Oh, I can assure you, things are going to get real dark real fast...



> *
> Nice update, when do we get more?
> *




Right now!

* * * * * 


Book IV, Part 28

Lok and Benzan quickly caught up with the others resting along the trail, and once reunited the group started out again along the trail.  This path wound along the top of a ridge that undulated back and forth but followed a steady course to the north.  To their left the ridge followed the course of a broad gorge, perhaps two hundred feet across and half that in depth.  To their right stretched a broad expanse of jagged hills that resembled the wrinkles in a very old man’s face.  In every direction massive peaks loomed over them like great white mounds, particularly to the north where they eventually formed an imposing wall that stretched along the entire breadth of the horizon as far as they could see.  
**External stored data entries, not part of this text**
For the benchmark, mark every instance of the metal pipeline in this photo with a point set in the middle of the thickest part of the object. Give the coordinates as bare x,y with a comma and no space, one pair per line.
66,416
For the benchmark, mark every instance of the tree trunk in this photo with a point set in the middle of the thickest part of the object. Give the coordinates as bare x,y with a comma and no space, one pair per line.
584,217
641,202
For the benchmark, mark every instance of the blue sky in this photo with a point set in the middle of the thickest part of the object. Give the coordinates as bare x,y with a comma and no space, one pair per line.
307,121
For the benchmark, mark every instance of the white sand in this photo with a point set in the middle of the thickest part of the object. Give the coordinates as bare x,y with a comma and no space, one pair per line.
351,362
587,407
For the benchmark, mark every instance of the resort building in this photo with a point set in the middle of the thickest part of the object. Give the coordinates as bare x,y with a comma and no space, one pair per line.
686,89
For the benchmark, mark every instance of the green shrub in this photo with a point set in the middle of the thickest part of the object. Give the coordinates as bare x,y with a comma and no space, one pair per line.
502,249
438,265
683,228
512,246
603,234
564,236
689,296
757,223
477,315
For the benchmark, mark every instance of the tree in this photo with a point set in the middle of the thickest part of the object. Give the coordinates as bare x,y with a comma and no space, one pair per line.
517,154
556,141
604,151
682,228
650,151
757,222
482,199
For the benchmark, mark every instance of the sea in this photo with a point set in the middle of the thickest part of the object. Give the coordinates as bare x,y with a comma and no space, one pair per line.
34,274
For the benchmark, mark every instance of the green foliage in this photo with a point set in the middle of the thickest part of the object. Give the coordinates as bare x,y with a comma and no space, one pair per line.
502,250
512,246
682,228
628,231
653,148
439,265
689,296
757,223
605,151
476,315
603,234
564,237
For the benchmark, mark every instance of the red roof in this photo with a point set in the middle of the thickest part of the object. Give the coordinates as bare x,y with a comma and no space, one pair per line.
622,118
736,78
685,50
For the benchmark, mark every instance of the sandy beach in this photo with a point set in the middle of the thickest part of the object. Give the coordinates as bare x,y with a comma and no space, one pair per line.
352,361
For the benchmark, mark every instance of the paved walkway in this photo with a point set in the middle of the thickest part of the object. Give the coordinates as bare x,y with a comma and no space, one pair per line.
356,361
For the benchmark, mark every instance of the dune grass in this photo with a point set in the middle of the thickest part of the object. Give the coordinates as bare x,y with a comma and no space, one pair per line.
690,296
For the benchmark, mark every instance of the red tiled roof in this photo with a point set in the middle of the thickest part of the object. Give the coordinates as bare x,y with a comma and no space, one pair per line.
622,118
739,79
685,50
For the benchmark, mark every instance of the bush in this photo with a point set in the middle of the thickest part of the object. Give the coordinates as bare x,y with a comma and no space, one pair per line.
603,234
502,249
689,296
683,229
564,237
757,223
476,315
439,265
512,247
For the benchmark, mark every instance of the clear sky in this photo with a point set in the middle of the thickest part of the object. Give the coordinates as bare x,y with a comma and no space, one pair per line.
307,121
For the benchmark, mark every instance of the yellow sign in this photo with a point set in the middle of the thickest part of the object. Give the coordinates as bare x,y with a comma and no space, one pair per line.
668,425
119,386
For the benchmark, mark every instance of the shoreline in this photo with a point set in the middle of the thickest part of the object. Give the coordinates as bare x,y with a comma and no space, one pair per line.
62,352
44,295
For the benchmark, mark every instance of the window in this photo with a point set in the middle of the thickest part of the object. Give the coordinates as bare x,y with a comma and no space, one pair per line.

“The Ice Spires,” Lok told them.  “Beyond them, only cold and ice hold dominion.”

They had not covered much ground when Benzan, who along with Jerral had taken the lead, hissed a warning back at them.  Quickly the column scattered, its members vanishing into the rocks along the trail.  

Cal and Gaera rushed forward, careful to stay low.  “What is it?” Gaera asked, glancing around at the barren and apparently empty landscape.  

“I caught a glimpse of something… moving up the gorge in this direction,” he said, already stringing his bow as he crept forward and laid on his belly along the edge of the nearly vertical drop.  The others gathered behind a cluster of loose boulders a few feet farther back from the edge, giving them an only slightly less obstructed view of the gorge below. 

For a long moment, there was nothing to see there, although the uneven floor of the gorge and its twisting course made it difficult to see too far down its length.  As they watched, however, something briefly passed into view in the gap between between two boulders, a bulky form that quickly vanished again from sight.  

A moment later, however, another form appeared in the opening, and then another.  

“Ogres,” Benzan commented needlessly. 

“How many?” Jerral whispered, but Benzan shook his head.  “We’ll see soon enough—they’re coming this way.  They’ll pass right below us.”

“Pass the word back—everyone stay in cover, and stay out of sight,” Cal said to the nearest dwarf.  The dwarf nodded, and soon word was moving down the length of the column. 

“What do you think?” Cal asked Benzan, as the tiefling crawled back to their position.  

“I’d say they’re probably looking for us, maybe scouting the approaches to Caer Dulthain.  If we can slip past them, then we might have a clear route to the town—especially if Lok’s ‘back way’ isn’t widely known.”

“They’ve been here a while, so I wouldn’t count on that,” Cal said.  “Plus, if we do slip past, we risk having them come up on us from behind.”

“Well, yes, there’s always a down side.”

“Here they come!” Jerral hissed, drawing their attention back down to the gorge.  The first ogres were just coming into view around a bend in the gorge, several hundred yards away but drawing nearer.

“Oh, no,” Gaera said.  

“What is it?” Cal asked.

“That ogre in the lead—it’s Soroth.”

“I get the feeling I’m going to regret asking this, but who’s Soroth?” Benzan asked.

“Soroth is the spawn of the Beast, a half-fiend,” the dwarf cleric explained.  “He’s young, still a child by ogre standards, but he’s dangerous, a powerful sorcerer.”

“Great.  Just great.”

Cal glanced back down the length of the trail, verifying that everyone in their group was out of sight.  He and his companions crouched warily among the rocks, their bows at the ready, trying to keep even their breathing quiet.  Benzan slowly crept forward until he could see the pathway along the floor of the gorge, careful not to make any sudden movements that might draw attention from below.

The full column of ogres was now visible, and a quick count netted a total of thirty-five, including the leader.  Now that he was closer Benzan could clearly make out the distinctions that set Soroth apart from the others.  He was at least two feet shorter than the other ogres, but still looked imposing with a broad, muscular frame wrapped in a heavy white coat of winter wolf fur.  Two small horns jutted from his forehead, and he carried a longspear with a glimmering head that seemed to flash with reflected light even in the gray light that filtered down from the overcast skies above.  Behind him, two columns of heavily armed and armored ogres marched in a lumbering cadence that shook the air with the sound of heavy boots on stone.  Several carried the massive crossbows that resembled ballistae, and all bore a variety of other weapons that were huge, powerful, and deadly. 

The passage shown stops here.